2001 DIGILAW 619 (MP)

Harprasad v. Kishorilal

2001-08-20

S.S.JHA

body2001
Short Note Heard on admission. An ex-parte decree is passed against one Harprasad. The decree was passed on 4.5.1994. An application for setting aside ex-parte decree and for condonation of delay in setting aside the decree was filed on 10.5.1995. The application under Order IX Rule 13, CPC and under Section 5 of the Limitation Act is not supported by an affidavit. Even then the Court entertained the application. It was mentioned by the petitioner that the petitioner met an accident and he was unable to move out of bed. Petitioner is a poor person, therefore, he could not get himself treated in hospital and he was taking treatment at his residence.

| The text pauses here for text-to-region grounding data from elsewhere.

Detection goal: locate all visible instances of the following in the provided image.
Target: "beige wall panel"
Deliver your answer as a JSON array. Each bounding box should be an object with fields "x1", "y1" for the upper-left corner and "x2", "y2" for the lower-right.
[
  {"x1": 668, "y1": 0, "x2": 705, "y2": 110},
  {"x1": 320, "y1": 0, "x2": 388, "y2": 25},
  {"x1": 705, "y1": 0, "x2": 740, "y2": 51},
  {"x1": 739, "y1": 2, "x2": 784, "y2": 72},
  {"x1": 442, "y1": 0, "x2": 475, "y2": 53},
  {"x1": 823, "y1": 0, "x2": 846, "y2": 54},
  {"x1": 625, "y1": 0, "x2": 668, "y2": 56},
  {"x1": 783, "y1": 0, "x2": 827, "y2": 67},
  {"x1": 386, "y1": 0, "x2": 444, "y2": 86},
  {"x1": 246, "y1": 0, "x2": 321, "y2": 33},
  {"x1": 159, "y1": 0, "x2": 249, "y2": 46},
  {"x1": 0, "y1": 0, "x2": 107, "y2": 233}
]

The trial Court considered the question whether the petitioner was unable to move out of bed and was prevented by sufficient cause from not filling application for setting aside ex-parte decree before the Court within time. It has been stated that in June, 1993 Harprasad suffered a fracture. However, in the order sheet of the civil suit it is mentioned that the petitioner had attended the hearings in the civil suit prior to 11.2.1994. He was proceeded ex-parte on 11.2.1994. Petitioner was regularly appearing before the Court before 11.2.1 994. Respondent has filed order sheets to demonstrate that Harprasad was required to attend Criminal Court, which was attended by him on 27.7.1993, 22.9.1993, 20.10.1993, 21.12.1993, 27.2.1994 and 28.3.1995 and to demonstrate that the defendant had attended the Court after 11.2.1994 when he was proceeded ex-parte on. Considering these facts, the Court came to the conclusion that since the petitioner was attending the Court. Therefore, his evidence that he was confined to bed cannot be believed. The trial Court has also considered that application for condonation of delay is not supported by an affidavit and considering the evidence on record, finding has been recorded by both the Courts below that Harprasad had failed to establish that he was prevented by sufficient cause from appearing in Court when the ease was called for hearing. In view of concurrent findings of facts and cogent reasons assigned by the Courts below, the revision has no merit and is dismissed summarily.